Talk to Current Customers: You should have a number of customers that you know well enough to ask them some fundamental questions: What problem or need did your product or service address? Why did they choose your company? What benefit was the most persuasive in convincing them to take action. Why did they buy when they did? How could you have made the product or sales process better? You get the point. There is a lot to be learned from your current customers. The more of them you ask, the greater the confidence you can have in the results. Talking to enough customers may enable you to see if there are themes that come through in the interview process.
Consult with Your Employees: There is a lot of information in the minds of the employees who interact with your customers. Talk to your sales people if you have them. Customer service personnel are critical to this process as well. They have an important perspective on the issues of customers after they have purchased your product or service. Anyone who interacts routinely with the customer should be considered for interviews. Find out why customers buy and what issues concern them about your product or service.
Gain Intelligence from Websites: Websites can be a good source of intelligence. If you already have a website and have enough traffic, there are tools you can use to gain insight into the people who visit it. You should definitely be using web analytics tools on your website.

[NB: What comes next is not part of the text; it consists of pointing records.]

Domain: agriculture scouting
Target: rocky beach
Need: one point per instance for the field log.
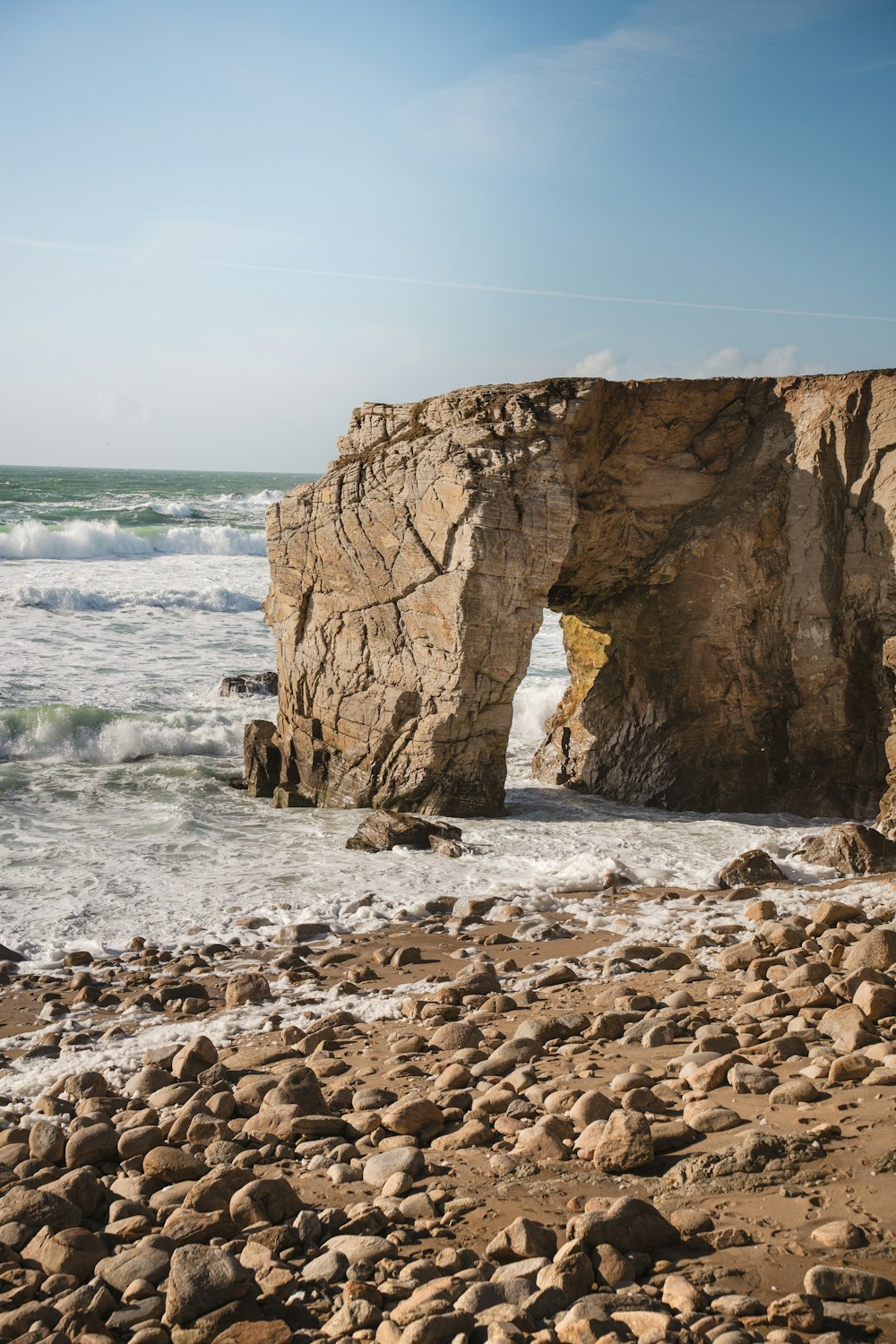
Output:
(447, 672)
(474, 1125)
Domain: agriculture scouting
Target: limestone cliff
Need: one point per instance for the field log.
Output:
(723, 551)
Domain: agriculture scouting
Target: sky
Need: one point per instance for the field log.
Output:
(225, 225)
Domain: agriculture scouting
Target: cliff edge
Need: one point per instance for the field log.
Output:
(723, 554)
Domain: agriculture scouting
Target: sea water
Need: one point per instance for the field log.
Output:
(125, 597)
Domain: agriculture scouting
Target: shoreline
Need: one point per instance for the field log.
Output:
(495, 1058)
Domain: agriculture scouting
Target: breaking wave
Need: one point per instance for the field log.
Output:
(85, 733)
(168, 599)
(81, 539)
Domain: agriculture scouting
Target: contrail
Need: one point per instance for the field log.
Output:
(48, 245)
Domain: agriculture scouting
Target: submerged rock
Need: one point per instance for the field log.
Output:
(263, 758)
(387, 830)
(850, 849)
(750, 870)
(409, 581)
(249, 683)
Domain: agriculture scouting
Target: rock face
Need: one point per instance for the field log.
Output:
(721, 553)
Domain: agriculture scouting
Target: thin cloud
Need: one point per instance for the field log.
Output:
(508, 107)
(129, 254)
(603, 363)
(728, 362)
(113, 409)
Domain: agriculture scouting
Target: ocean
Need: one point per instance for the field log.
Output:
(125, 597)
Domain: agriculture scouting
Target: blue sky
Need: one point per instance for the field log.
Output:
(225, 225)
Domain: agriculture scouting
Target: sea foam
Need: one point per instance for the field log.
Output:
(62, 599)
(82, 539)
(108, 737)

These analytics applications can provide a lot of information about the source of your traffic. If you have website goals, it can also help you identify from where the most qualified traffic is coming. Customer insight can also be gleaned from the search keywords that resulted in visitors to your site. Once at the website, what were visitors looking for; what did visitors search for (site search); and what content did they interact with while on the website. All can provide valuable insight about your customers.
Use Third Party Research: If there are resources that already provide insight into your target market, don’t reinvent the wheel. There are many organizations that provide both demographic and psychographic information about a particular target market profile. These reports can be purchased and may cost several thousand dollars. Many times a brief synopsis of the paid report is available and that in itself may be valuable. There are also a myriad of free resources. One that should be always addressed for demographic information is the Census data from the federal government.

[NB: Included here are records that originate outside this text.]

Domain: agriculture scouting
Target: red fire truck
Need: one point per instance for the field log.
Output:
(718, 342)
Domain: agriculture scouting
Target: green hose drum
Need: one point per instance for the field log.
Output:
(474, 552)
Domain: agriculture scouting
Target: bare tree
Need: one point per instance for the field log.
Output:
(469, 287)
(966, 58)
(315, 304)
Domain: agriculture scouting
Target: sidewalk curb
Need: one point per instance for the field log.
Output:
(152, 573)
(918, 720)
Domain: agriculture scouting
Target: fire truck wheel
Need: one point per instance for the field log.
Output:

Perform Your Own Research: You can create your own questionnaire to survey current customers. If you have a large enough sample and have surveyed all of them or a random sample of them in an unbiased way, you can have confidence in the results. This is “primary marketing research” because you are conducting your own research. The difference from simply interviewing selected customers is that you are surveying a much larger sample and are using research protocols that can provide you information with “confidence limits” associated with it.
Utilize Focus Groups: Focus groups are a tried and true way of interacting with probable customers to gain information that will help us define our product, price, marketing message, marketing strategies, etc. Focus Groups are both an interviewing and brainstorming process involving group dynamics that you don’t get in a one-to-one interview. Outcomes are better if whoever conducts the session is trained in leading focus groups.

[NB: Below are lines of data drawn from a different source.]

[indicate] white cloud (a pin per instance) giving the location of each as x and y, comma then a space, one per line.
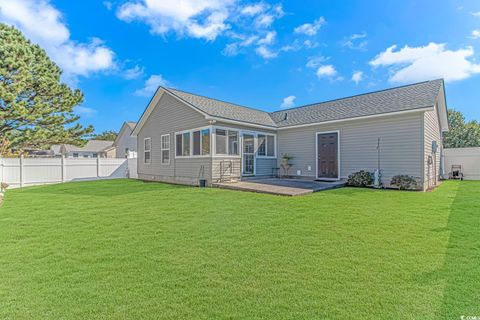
266, 53
411, 64
254, 9
264, 21
475, 34
151, 85
296, 45
43, 24
315, 62
85, 111
133, 73
233, 49
357, 76
311, 29
356, 42
108, 5
268, 39
326, 71
204, 19
288, 102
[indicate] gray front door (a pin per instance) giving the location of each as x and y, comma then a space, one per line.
248, 154
327, 157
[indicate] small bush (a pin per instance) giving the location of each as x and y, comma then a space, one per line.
361, 178
3, 186
405, 182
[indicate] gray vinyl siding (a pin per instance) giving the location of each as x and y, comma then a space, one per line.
265, 166
432, 133
125, 141
401, 146
170, 116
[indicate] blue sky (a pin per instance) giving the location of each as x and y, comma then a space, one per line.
263, 54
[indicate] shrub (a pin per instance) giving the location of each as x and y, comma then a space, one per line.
404, 182
361, 178
3, 186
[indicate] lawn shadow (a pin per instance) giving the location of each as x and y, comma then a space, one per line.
103, 188
461, 269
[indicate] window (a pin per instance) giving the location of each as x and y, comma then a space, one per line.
147, 150
201, 142
262, 145
221, 141
165, 141
178, 145
226, 142
205, 142
270, 146
186, 144
183, 144
196, 143
266, 145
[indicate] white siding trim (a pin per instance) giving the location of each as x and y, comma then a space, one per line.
339, 174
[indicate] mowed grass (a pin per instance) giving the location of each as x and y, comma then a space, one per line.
133, 250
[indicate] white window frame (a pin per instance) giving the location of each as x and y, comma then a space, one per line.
145, 151
338, 156
191, 131
239, 141
165, 149
266, 135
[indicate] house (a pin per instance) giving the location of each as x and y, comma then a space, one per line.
92, 149
184, 137
126, 144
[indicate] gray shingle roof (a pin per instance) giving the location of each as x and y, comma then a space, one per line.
131, 124
398, 99
227, 110
410, 97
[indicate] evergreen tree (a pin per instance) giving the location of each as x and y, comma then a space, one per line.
36, 108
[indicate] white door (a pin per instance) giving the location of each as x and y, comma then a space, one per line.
248, 158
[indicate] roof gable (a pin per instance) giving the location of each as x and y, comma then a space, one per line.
225, 110
409, 98
399, 99
127, 126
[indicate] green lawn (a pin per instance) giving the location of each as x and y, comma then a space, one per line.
132, 250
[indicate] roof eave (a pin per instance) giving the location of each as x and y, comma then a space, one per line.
422, 109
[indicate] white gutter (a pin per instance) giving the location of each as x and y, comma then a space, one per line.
358, 118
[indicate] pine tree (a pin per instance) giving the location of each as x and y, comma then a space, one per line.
36, 108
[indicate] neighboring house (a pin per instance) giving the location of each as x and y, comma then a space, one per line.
183, 137
92, 149
125, 144
56, 150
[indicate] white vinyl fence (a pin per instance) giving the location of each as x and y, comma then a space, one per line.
468, 158
22, 172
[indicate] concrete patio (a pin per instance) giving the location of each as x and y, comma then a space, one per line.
277, 186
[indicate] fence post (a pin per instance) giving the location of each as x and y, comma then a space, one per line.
64, 169
98, 167
22, 178
1, 169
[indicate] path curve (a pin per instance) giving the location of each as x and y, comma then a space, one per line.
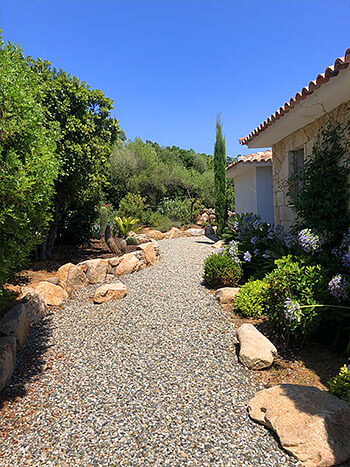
152, 379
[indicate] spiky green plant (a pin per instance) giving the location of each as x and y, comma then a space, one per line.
126, 225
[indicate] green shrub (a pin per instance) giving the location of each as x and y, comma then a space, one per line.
131, 241
28, 164
220, 270
159, 221
291, 295
250, 299
176, 209
126, 225
340, 384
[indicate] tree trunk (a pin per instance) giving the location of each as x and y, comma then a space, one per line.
45, 250
116, 245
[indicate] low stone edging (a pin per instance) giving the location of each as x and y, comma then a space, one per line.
33, 305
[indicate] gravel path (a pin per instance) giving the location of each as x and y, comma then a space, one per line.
152, 379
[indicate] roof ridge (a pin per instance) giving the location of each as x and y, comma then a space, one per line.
340, 63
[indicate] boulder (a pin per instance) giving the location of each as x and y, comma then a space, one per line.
96, 270
226, 295
7, 359
142, 238
174, 233
256, 351
71, 278
15, 323
218, 244
108, 292
148, 250
209, 231
156, 248
51, 294
155, 234
312, 425
194, 232
128, 264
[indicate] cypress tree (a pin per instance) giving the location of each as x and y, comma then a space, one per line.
219, 177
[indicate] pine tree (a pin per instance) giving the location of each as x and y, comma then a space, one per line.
219, 177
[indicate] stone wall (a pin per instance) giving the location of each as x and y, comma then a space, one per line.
303, 138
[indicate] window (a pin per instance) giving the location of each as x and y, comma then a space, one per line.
295, 166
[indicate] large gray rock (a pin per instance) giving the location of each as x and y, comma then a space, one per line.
51, 294
256, 351
15, 323
194, 232
36, 308
312, 425
95, 269
226, 295
71, 278
128, 264
149, 253
7, 359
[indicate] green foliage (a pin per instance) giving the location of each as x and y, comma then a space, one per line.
176, 209
340, 385
126, 225
159, 221
220, 270
250, 299
131, 241
157, 173
28, 164
103, 212
87, 134
134, 205
291, 296
220, 180
322, 201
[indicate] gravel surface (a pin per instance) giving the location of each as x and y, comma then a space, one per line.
152, 379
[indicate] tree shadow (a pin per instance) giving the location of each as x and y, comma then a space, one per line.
30, 360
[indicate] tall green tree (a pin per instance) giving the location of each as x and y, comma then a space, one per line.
219, 177
87, 135
28, 164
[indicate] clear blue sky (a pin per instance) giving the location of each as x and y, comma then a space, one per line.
171, 65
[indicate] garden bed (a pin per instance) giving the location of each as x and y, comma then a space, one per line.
313, 365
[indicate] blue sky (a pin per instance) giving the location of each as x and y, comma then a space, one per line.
171, 65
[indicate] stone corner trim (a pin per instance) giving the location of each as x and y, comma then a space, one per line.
15, 325
256, 351
311, 424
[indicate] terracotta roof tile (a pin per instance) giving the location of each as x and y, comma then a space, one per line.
340, 64
263, 156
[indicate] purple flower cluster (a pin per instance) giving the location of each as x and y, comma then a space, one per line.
339, 287
247, 256
309, 241
344, 250
292, 310
233, 250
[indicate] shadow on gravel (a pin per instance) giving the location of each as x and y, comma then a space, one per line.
29, 362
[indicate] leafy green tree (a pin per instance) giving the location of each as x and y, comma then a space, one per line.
220, 180
87, 134
28, 163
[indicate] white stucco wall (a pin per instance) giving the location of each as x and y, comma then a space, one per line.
245, 192
264, 193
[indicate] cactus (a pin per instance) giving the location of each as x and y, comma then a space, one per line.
103, 220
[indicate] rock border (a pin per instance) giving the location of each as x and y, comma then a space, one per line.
34, 302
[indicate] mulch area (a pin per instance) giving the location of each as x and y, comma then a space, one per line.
313, 365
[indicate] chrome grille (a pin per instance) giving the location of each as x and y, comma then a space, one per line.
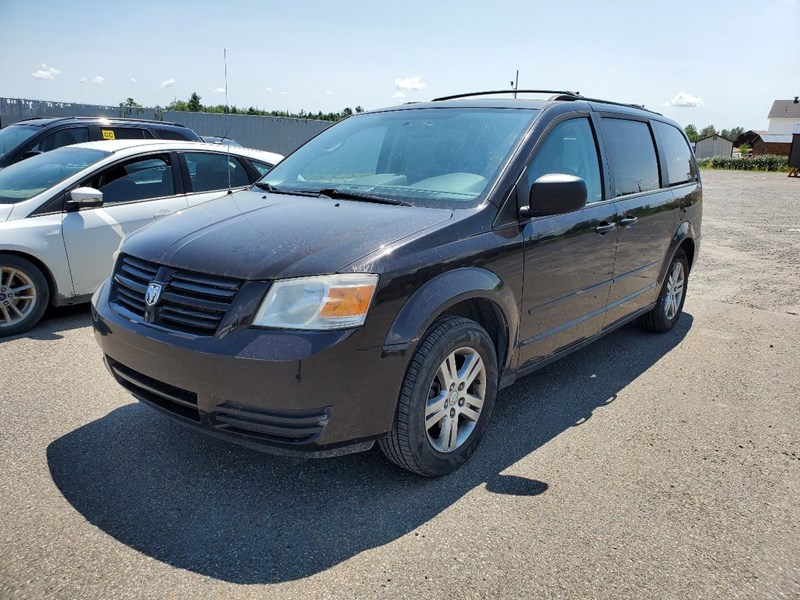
190, 302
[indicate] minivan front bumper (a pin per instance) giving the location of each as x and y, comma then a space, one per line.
286, 392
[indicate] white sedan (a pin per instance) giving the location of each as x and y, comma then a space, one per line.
63, 214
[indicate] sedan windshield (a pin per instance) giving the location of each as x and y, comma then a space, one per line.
26, 179
14, 135
443, 157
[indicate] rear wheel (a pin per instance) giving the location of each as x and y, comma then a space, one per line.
24, 295
669, 307
446, 399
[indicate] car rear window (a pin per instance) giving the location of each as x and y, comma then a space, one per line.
680, 166
632, 155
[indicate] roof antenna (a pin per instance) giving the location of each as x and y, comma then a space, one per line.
227, 112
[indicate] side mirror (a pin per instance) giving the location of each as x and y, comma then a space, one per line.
29, 154
84, 198
554, 195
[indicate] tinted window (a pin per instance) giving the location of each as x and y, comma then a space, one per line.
30, 177
679, 166
570, 149
139, 179
632, 156
14, 135
171, 134
429, 157
215, 171
63, 137
262, 168
125, 133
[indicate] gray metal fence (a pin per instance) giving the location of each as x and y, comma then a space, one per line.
276, 134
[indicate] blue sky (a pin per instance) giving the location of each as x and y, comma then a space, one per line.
725, 61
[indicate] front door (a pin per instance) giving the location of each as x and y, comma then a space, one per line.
135, 193
569, 258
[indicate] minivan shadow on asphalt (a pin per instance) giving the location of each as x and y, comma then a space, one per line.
241, 516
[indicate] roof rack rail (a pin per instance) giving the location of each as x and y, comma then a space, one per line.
555, 95
469, 94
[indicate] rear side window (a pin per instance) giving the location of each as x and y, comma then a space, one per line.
210, 172
63, 137
679, 167
632, 156
125, 133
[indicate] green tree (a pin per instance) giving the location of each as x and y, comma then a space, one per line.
708, 131
194, 103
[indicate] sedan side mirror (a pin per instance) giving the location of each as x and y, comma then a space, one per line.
84, 198
554, 195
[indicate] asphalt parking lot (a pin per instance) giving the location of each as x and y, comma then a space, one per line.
642, 466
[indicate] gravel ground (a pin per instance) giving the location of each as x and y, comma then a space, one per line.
642, 466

Test Using Targeted Customers: Whether it is a website design or some other marketing campaign, soliciting feedback from existing or probable customers as you develop the website or campaign will result in a better website or campaign. It is hard to understand why it isn’t done more often by organizations. An effective campaign or website requires that you involve your targeted market profile in its development by “running it by them” in a structured (testing) way.
If you do the above, you are well on your way to becoming a more successful marketer!